The thermal stability of carbon fibre-reinforced polymer (CFRP) and its constituents (neat epoxy resin and carbon fibre) are studied in terms of mass loss using a thermogravimetry technique at different heating rates and two atmospheric conditions (air and pure nitrogen). By interpreting the mass loss over a temperature range of 25–900 °C, it was possible to identify the specific mechanisms of polymer degradation. In an oxygen-free pure nitrogen atmosphere, the thermal degradation of epoxy resin used as the composite's matrix is strongly inhibited up to the temperature of 400 °C, after which it undergoes thermal decomposition, in contrast to the carbon fibre reinforcement that does not degrade in nitrogen. In an air atmosphere, however, the CFRP and its constituents degrade via a complex reaction pathway encompassing three endothermic reactions (pyrolysis of the epoxy resin, oxidation of the residue from the first pyrolysis reaction and carbon fibre oxidation) that overlap and one endothermic reaction in nitrogen (pyrolysis of the epoxy resin).
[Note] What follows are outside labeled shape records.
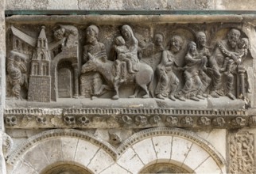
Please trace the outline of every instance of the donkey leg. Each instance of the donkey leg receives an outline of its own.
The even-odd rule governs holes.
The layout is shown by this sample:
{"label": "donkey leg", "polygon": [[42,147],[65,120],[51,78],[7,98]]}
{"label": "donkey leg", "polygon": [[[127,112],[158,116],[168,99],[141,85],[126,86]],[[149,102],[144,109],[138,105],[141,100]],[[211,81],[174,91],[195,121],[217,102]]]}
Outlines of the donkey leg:
{"label": "donkey leg", "polygon": [[129,98],[135,98],[137,96],[138,92],[139,92],[139,88],[138,88],[138,86],[136,86],[135,90],[134,90],[134,93],[133,95],[130,96]]}
{"label": "donkey leg", "polygon": [[142,98],[149,98],[149,90],[148,90],[147,85],[145,84],[142,84],[142,85],[140,85],[140,86],[145,92],[145,94],[144,96],[142,96]]}
{"label": "donkey leg", "polygon": [[114,85],[115,95],[112,96],[113,100],[119,99],[119,85]]}

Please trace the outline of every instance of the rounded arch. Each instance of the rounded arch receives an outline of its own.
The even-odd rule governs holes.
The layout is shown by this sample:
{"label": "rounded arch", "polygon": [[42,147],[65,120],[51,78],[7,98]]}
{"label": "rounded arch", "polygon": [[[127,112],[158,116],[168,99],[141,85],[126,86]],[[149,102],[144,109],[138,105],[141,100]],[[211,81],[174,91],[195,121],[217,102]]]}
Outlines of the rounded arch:
{"label": "rounded arch", "polygon": [[[189,172],[223,172],[226,161],[210,142],[195,133],[178,128],[144,130],[118,149],[118,163],[132,173],[156,164],[169,164]],[[130,165],[126,166],[128,159]]]}
{"label": "rounded arch", "polygon": [[195,173],[225,171],[224,159],[209,142],[191,131],[167,127],[135,133],[118,149],[88,132],[46,130],[19,146],[7,162],[13,174],[45,174],[49,167],[65,165],[93,173],[138,173],[163,164]]}
{"label": "rounded arch", "polygon": [[153,161],[144,166],[139,173],[192,173],[192,170],[188,166],[180,167],[168,160],[163,160],[161,163]]}
{"label": "rounded arch", "polygon": [[[13,174],[50,174],[49,168],[73,166],[72,172],[82,170],[97,173],[114,162],[115,149],[102,139],[76,130],[50,130],[34,135],[23,142],[7,159]],[[48,172],[50,170],[49,172]]]}
{"label": "rounded arch", "polygon": [[54,164],[48,166],[40,174],[91,174],[88,168],[80,167],[79,165],[71,165],[68,163],[57,165]]}

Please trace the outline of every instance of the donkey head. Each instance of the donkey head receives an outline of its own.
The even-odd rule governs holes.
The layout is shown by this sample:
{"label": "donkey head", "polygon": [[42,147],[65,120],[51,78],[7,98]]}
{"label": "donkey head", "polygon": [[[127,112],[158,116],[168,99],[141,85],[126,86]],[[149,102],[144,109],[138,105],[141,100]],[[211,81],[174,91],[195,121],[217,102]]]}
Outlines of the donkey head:
{"label": "donkey head", "polygon": [[90,53],[88,53],[88,55],[89,60],[82,66],[82,73],[96,71],[97,64],[99,63],[99,62],[97,61],[97,59],[93,57]]}

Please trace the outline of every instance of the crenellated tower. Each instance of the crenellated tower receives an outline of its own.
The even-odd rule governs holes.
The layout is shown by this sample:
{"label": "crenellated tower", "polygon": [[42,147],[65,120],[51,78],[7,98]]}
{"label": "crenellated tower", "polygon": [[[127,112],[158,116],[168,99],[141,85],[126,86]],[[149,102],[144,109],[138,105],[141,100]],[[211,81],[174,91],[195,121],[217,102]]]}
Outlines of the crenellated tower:
{"label": "crenellated tower", "polygon": [[50,54],[45,29],[42,26],[31,60],[29,101],[51,100]]}

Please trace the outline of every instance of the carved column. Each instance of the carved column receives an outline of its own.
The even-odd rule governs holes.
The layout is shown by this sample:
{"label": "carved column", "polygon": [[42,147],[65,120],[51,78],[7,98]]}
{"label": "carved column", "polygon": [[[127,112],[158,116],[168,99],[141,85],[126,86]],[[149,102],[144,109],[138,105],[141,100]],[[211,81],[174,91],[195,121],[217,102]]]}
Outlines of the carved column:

A deconvolution technique based on fitting log-normal distributions to the first derivative of the mass loss data has also been undertaken to separate the thermal decomposition reactions for each CFRP to understand the effect of each reaction's contribution. It can be used to evaluate complex thermal degradation processes that can be characterised by finding the respective kinetic parameters of each reaction, e.g. by using combined kinetics analysis.